Num sentido mais amplo, Mondlane personifica e reflete uma das questões centrais do processo de paz e reconciliação moçambicano: a inclusão política, ou a falta dela. Uma breve incursão histórica ajudará a contextualizar isso.
Moçambique e seu povo viveram quase trinta anos de guerra contínua: a Luta de Libertação contra o colonialismo português (1964-1974) e a guerra civil de 16 anos entre a Frelimo e a Renamo (1976-1992). Guerras que deixaram o país em ruínas, uma população marcada pela dor e sofrimento em seus corpos e memórias, e um enorme potencial de violência. Na esperança de paz e reconciliação, três sucessivos acordos de paz e leis de anistia foram assinados e aprovados pelas lideranças da Frelimo e da Renamo em 1992, 2014 e 2019. No centro do conflito entre essas forças políticas esteve a referida inclusão política, ou a falta dela, que se manifestou ao longo dos anos em diversas disputas, como o caso de descentralização política e a “despartidarização” do Estado moçambicano. Esses processos foram permeados por recorrentes irregularidades eleitorais e pelo crescente controle da Frelimo sobre as instituições eleitorais, o que garantiu sua permanência no poder.
Dois episódios podem ilustrar o acesso limitado à representação política em Moçambique para aqueles fora do círculo especial da Frelimo. O primeiro refere-se às eleições gerais de 1999, quando Joaquim Chissano foi reeleito com uma margem de apenas 200 mil votos sobre o líder da Renamo, Afonso Dhlakama, num processo eleitoral em que 600 mil votos foram declarados inválidos. A Renamo e seu líder rejeitaram esse resultado e todos os demais que se seguiram. Para muitos membros da Renamo e seus apoiadores, a vitória da Renamo foi roubada com base em fraudes eleitorais.
No contexto da retomada do conflito armado, o segundo episódio foi aquele que seguiu o Acordo de Cessação Definitiva das Hostilidades Militares assinado pouco antes das eleições gerais de 2014. A Renamo contestou fortemente os resultados eleitorais, acusando a Frelimo de fraude, e exigiu o direito de nomear governadores nas cinco províncias centrais onde Dhlakama havia conquistado a maioria dos votos presidenciais – Nampula, Tete, Zambézia, Sofala e Manica. Na ausência de um compromisso entre a Frelimo e a Renamo, os ataques armados foram retomados, e um novo acordo de paz só foi assinado em 2019.

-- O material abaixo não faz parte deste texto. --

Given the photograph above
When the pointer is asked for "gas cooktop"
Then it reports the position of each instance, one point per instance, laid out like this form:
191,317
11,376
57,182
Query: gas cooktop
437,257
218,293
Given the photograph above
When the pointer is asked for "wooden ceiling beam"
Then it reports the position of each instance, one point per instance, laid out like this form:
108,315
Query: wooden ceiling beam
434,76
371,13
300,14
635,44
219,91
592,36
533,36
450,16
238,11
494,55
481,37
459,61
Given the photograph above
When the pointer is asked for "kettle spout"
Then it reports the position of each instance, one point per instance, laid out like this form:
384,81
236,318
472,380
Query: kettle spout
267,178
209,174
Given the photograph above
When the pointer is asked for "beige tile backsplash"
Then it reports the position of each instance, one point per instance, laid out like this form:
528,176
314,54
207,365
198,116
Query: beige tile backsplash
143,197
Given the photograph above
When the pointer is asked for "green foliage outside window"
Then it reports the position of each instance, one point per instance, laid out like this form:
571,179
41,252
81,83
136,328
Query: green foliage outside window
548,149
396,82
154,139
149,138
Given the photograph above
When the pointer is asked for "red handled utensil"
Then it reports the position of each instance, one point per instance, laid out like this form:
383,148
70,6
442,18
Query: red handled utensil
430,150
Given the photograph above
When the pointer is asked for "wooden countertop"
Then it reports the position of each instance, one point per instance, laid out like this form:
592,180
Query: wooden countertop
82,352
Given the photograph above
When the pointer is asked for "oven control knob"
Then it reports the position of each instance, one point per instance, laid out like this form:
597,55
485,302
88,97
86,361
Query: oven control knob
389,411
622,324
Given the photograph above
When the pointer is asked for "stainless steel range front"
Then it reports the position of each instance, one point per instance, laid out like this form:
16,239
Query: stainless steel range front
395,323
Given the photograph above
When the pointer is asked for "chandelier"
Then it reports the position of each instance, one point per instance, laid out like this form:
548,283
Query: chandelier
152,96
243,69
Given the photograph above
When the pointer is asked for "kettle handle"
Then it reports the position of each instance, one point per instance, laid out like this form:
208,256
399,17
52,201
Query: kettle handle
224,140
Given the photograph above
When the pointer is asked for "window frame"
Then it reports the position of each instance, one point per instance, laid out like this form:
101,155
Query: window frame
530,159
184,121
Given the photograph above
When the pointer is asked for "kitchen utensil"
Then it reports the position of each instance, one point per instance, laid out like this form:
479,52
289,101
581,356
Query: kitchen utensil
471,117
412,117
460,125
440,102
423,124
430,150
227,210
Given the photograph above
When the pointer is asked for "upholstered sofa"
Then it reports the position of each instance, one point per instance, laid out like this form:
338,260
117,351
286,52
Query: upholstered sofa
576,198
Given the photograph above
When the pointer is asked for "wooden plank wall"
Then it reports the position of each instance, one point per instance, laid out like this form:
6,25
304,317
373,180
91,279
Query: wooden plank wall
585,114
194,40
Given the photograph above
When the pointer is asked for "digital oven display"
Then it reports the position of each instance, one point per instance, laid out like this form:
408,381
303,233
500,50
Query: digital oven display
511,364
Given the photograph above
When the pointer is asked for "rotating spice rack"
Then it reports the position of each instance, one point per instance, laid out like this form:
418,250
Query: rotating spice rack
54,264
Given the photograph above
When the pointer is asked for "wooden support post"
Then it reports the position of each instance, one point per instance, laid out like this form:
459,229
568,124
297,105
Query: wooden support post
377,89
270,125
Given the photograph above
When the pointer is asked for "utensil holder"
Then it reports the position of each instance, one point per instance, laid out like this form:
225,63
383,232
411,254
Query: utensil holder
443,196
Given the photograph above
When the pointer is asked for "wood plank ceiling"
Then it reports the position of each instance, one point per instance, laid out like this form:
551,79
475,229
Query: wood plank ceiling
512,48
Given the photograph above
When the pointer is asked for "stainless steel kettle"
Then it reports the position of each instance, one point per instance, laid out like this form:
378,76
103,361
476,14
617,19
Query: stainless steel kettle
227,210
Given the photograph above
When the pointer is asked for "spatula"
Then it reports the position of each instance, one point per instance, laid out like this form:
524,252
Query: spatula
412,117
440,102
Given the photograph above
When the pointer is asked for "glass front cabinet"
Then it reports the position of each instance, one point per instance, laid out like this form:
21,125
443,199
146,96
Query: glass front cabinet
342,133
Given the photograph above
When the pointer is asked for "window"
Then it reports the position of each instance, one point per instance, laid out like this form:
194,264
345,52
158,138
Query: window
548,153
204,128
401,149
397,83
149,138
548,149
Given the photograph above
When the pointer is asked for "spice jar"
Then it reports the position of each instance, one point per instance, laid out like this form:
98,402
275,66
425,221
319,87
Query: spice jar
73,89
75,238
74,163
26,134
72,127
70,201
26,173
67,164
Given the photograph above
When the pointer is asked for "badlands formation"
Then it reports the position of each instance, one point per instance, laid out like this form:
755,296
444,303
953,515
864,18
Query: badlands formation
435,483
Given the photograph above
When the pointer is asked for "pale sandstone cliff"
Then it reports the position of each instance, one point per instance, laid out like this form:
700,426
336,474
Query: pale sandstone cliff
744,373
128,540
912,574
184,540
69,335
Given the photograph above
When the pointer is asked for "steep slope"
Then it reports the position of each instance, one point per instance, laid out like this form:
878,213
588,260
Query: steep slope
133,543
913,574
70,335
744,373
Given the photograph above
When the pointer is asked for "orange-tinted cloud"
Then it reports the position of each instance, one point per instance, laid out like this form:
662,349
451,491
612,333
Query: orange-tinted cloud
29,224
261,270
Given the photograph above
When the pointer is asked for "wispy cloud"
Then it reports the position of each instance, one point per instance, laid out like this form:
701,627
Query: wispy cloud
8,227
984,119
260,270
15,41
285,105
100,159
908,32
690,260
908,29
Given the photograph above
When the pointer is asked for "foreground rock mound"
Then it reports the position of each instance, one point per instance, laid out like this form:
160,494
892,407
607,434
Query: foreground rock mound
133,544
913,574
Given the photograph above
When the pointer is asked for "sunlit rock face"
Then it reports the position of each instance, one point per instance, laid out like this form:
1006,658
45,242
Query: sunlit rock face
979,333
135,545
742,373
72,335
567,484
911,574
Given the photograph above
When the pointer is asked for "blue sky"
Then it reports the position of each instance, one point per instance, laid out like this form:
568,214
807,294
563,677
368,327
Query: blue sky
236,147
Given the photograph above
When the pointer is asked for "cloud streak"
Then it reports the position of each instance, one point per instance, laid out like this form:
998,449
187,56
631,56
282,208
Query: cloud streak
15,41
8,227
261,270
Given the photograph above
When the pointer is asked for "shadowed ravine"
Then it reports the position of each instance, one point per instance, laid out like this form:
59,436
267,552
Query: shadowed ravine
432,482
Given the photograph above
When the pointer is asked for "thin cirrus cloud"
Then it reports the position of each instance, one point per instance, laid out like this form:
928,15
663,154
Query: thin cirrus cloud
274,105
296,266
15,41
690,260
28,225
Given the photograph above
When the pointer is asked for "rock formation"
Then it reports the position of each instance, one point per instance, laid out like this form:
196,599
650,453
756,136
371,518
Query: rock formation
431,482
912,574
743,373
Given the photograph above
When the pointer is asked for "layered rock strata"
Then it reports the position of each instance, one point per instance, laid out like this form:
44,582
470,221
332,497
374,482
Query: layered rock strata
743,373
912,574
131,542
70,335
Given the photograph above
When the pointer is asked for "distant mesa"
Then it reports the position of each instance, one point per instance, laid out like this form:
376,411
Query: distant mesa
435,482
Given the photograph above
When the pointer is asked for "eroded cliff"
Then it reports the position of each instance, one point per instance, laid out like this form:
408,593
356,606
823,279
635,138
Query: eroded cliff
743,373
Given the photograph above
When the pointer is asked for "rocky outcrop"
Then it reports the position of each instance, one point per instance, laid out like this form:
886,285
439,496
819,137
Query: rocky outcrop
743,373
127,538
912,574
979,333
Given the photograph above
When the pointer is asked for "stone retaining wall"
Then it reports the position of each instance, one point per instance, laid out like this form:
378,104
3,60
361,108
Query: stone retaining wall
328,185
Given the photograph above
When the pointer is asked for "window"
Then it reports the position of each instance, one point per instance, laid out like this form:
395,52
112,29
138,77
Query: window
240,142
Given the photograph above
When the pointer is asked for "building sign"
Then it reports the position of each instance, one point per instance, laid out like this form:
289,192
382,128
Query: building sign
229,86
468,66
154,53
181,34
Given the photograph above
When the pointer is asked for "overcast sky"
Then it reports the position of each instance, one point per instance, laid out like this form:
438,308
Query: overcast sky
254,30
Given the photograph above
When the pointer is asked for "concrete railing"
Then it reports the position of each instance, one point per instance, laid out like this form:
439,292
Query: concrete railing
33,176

Nesse cenário, Mondlane rompeu com a rivalidade histórica bipartidária de Moçambique e mais uma vez trouxe à tona a exclusão política que prevalece no país. Foi nesse contexto que o presidente Filipe Nyusi encerrou seu mandato sob o espectro da violência política, manifestada nos assassinatos de Elvino Dias e Paulo Guambe, líderes da CAD e do Podemos, respectivamente. O processo de paz e reconciliação que ele liderou em nome da Frelimo, no âmbito do Acordo de Maputo, assinado em 2019, também está ameaçado. Embora o processo de desmobilização, desarmamento e reintegração (DDR), parte integrante desse acordo, tenha gerado esperanças (ainda que limitadas), as irregularidades nas eleições de 2023 e 2024 lançam uma sombra, sugerindo uma deterioração ainda maior no acesso à representação política e uma escalada em direção à eliminação física do “inimigo”.